Honouring Loyalist History Through Fiction
(a talk by Jean Rae Baxter)

January 26, 2013

We had the pleasure of hearing a talk by Dr. Jane Errington, professor of history at the Royal Military College of Canada and Queen’s University.

Jane’s title was “Coping with the Wilderness: Telling Women’s Stories of Early Upper Canada”. She explained that women with money, such as Elizabeth Simcoe (wife of the first Lt.-Gov. of Upper Canada, John Graves Simcoe) conveyed through diaries and letters home to family in England that life in Upper Canada was busy and interesting: not greatly different than life had been at home in England. However, others found the experience of coming to a new colony difficult and lonely. Margaret Ryerse came as a Loyalist, and her daughter Amelia Harris left letters and other documents describing Margaret’s life: no close neighbours, and dealing with the need to adapt to a new environment while sttempting to recreate parts of her old life such as family “entertainments”.
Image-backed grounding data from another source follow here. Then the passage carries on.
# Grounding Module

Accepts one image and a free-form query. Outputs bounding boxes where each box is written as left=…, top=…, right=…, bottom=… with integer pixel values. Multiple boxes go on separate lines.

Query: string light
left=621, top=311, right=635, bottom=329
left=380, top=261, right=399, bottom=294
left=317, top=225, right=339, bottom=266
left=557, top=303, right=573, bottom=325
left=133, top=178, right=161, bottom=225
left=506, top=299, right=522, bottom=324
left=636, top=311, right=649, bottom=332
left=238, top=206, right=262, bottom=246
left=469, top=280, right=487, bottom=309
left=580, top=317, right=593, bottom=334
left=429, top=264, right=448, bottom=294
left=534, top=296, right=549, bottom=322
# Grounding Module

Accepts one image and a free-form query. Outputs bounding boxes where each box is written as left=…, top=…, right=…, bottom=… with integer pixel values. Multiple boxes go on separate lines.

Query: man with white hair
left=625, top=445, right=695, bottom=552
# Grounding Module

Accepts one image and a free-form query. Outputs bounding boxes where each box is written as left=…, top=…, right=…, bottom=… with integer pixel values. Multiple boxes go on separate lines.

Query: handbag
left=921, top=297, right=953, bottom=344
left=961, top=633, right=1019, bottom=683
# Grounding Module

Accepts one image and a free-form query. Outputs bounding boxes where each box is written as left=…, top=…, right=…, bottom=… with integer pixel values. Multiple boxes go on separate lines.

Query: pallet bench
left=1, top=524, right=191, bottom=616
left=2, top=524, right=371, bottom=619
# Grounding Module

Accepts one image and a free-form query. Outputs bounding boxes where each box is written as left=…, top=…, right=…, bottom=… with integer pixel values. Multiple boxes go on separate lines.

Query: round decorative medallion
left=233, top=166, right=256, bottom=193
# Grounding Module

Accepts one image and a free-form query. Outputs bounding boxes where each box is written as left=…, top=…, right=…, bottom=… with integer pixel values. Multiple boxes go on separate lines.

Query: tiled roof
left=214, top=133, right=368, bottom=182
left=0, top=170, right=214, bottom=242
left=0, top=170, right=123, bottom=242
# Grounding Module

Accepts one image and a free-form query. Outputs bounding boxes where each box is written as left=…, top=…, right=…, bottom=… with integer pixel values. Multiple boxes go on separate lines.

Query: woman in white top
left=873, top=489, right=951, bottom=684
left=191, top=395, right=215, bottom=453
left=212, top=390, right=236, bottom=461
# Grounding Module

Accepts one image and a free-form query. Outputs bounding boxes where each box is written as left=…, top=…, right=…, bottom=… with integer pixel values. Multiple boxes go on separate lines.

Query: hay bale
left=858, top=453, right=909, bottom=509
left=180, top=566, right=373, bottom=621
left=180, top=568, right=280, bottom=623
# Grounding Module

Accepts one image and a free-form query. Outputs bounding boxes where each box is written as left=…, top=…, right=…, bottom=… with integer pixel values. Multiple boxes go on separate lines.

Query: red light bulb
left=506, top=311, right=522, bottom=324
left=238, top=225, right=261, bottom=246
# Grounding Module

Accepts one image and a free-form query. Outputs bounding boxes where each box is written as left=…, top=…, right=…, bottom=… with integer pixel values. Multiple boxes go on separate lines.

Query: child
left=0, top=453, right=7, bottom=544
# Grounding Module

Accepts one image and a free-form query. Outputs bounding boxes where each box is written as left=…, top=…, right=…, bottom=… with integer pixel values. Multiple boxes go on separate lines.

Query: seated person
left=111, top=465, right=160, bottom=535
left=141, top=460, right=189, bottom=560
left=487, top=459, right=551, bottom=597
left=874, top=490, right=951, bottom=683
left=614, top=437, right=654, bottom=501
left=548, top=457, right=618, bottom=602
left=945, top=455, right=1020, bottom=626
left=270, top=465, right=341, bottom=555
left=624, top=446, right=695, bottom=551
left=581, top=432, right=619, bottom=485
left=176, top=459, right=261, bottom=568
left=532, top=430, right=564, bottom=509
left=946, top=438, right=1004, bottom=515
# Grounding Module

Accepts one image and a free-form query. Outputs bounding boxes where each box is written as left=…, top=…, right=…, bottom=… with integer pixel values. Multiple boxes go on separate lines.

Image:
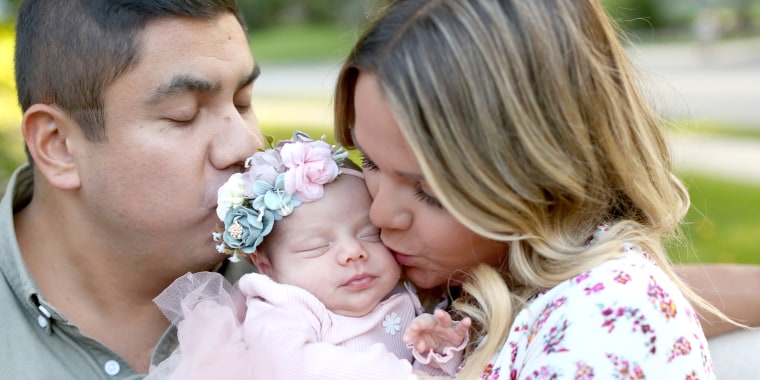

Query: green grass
left=261, top=124, right=363, bottom=168
left=263, top=125, right=333, bottom=144
left=668, top=172, right=760, bottom=265
left=669, top=119, right=760, bottom=140
left=248, top=23, right=357, bottom=64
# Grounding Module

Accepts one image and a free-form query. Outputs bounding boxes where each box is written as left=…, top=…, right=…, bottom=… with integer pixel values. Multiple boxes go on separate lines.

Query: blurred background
left=0, top=0, right=758, bottom=264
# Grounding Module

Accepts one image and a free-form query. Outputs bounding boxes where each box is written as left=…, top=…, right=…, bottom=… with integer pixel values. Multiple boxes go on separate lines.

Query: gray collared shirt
left=0, top=165, right=253, bottom=379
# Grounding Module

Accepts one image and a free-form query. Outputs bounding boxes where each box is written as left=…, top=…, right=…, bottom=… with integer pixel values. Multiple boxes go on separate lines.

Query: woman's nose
left=368, top=181, right=412, bottom=232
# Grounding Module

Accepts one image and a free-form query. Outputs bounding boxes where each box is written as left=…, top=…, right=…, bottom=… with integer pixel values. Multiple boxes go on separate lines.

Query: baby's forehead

Frances Stewart, who arrived from Ireland in 1822, wrote letters home in which she admitted her excitement at the prospect of a new country was mixed with apprehension. She was a “gentlewoman” who settled near Rice Lake and raised ten children in a log house. Her letters home told how she still made time each day to read, to keep her mind stimulated. Her family was well-enough off that after five years in the wilderness her cousin could send her a piano!

Frances Stewart was helped by servants, but Dr. Etherington quoted from another Irish woman, Fanny Hutton, who bought a farm near Belleville in 1834. She also wrote letters describing her life with her five children. and a rather feckless husband: she was just barely getting by.

Both Frances and Fanny Jane lived in the country; Jane recommended Anna Jameson’s Winter Studies and Summer Rambles in Canada (published 1838; reprinted 1990, New Canadian Library) as an example of the life of an urban woman of the time.

Many letters and diaries of early settlers may be found at the Archives of Ontario.